5 Sampling: Picking the Next Token
The model can't output the whole distribution — it has to pick one token. This is where sampling happens, and it's controlled by settings you've probably seen mentioned: temperature and top-p.
Temperature controls how spread out the distribution is. A temperature of 0 always picks the single highest-probability token (deterministic, but repetitive and formulaic). A temperature of 1 samples from the distribution as-is. Higher temperatures make lower-probability tokens more likely — more creative, more surprising, sometimes more nonsensical.
Top-p (nucleus sampling) restricts sampling to only the smallest set of tokens whose combined probability exceeds a threshold p. With top-p = 0.9, the model samples only from whichever tokens collectively account for 90% of the probability mass, ignoring the long tail of highly unlikely tokens.
Together, these settings let you tune the trade-off between predictability and creativity. Coding tasks tend to benefit from lower temperature (more deterministic). Creative writing benefits from higher temperature (more varied).
6 The Sampled Token is Decoded and Returned
The selected token ID gets looked up in the vocabulary to get the actual text fragment. That fragment is streamed back to you. The token might be a full word, part of a word, a space, or a punctuation mark.
This is why responses stream in piece by piece: you're literally watching the model work one token at a time. The "thinking" cursor isn't a fake UI effect — it genuinely reflects that the model is computing one token, sending it, then computing the next.
7 Repeat Until Done
Now the cycle starts over. The newly generated token is appended to the input sequence, and the whole pipeline runs again: embed, attend, compute, sample, decode. One more token appears on your screen.
This continues until the model either generates a special "end of sequence" token (signaling it's done) or hits an output length limit set by the API. A typical response of 300 words is around 400 tokens — meaning this loop ran 400 times to produce it.
What This Means in Practice
A few things about AI behavior make much more sense once you understand this pipeline:
AI doesn't plan ahead. The model generates token by token. It can't "think about" the whole response and then write it — it's committing to each word before it knows what comes next. This is why models sometimes start down a path and then get stuck, or why they can contradict themselves mid-response: they're building the response left-to-right, one token at a time.
AI isn't retrieving stored answers. The model doesn't have a database of pre-written answers that it looks up. Every response is synthesized from scratch by the transformer, based on the patterns encoded in the weights during training. There is no storage cabinet; there's only the computation.
Longer inputs are genuinely more expensive. Because attention scales quadratically with sequence length, a 10,000-token context doesn't cost 10x more than a 1,000-token context — it costs roughly 100x more in attention computation. This is the real economic reason why API pricing is measured in tokens and why context length matters commercially.

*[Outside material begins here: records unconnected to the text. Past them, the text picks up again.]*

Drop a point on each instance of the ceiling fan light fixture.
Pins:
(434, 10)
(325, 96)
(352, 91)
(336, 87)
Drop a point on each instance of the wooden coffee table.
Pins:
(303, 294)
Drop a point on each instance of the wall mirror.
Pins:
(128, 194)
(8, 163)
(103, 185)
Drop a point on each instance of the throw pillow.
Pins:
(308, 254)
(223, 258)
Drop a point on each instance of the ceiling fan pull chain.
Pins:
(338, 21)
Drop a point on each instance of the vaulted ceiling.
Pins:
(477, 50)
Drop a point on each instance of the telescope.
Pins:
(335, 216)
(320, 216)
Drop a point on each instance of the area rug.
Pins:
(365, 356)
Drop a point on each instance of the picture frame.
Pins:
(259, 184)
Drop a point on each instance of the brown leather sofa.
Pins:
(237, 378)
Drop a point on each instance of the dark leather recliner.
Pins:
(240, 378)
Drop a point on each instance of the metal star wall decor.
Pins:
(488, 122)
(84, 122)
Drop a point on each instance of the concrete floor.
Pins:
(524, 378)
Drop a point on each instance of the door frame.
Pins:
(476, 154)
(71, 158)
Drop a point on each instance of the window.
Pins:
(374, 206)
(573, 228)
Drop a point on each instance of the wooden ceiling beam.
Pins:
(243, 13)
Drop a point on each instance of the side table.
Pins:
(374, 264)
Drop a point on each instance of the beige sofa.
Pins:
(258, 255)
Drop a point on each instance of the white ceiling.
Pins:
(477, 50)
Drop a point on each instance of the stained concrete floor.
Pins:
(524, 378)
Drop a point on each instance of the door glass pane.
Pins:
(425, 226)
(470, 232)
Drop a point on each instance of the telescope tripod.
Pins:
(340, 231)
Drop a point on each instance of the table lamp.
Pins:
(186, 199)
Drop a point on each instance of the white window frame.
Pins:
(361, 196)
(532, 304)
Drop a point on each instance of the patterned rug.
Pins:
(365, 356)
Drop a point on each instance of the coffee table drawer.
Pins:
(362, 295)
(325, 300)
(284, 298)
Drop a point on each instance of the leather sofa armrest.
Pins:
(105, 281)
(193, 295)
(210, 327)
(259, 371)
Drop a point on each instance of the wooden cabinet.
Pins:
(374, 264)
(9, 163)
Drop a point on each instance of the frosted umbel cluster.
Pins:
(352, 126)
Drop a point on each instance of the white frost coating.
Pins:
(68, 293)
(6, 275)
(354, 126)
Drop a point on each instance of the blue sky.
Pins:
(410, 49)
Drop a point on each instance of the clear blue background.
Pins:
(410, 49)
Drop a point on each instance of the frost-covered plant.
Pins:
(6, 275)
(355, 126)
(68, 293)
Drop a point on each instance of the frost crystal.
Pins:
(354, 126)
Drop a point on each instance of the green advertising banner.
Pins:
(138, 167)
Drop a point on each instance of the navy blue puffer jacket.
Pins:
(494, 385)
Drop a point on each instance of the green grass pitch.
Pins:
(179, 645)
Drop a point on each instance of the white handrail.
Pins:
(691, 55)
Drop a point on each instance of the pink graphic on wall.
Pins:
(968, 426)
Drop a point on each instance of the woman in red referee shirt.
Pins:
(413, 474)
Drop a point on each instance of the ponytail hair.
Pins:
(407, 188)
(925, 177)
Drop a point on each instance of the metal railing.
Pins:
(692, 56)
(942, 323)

Randomness is intentional. The sampling step means the model will give different responses to the same question on different runs, unless temperature is set to 0. This is a feature, not a bug — it's what allows the model to generate varied, non-formulaic text. The trade-off is that it also means occasional surprising or inconsistent outputs, even when everything else is held constant.
The pipeline from token to response runs in milliseconds per step across massive GPU clusters. The scale is staggering — and the result, a system that produces fluent, contextually appropriate text by iteratively sampling from a learned probability distribution, is one of the more remarkable things built in the last decade of computing.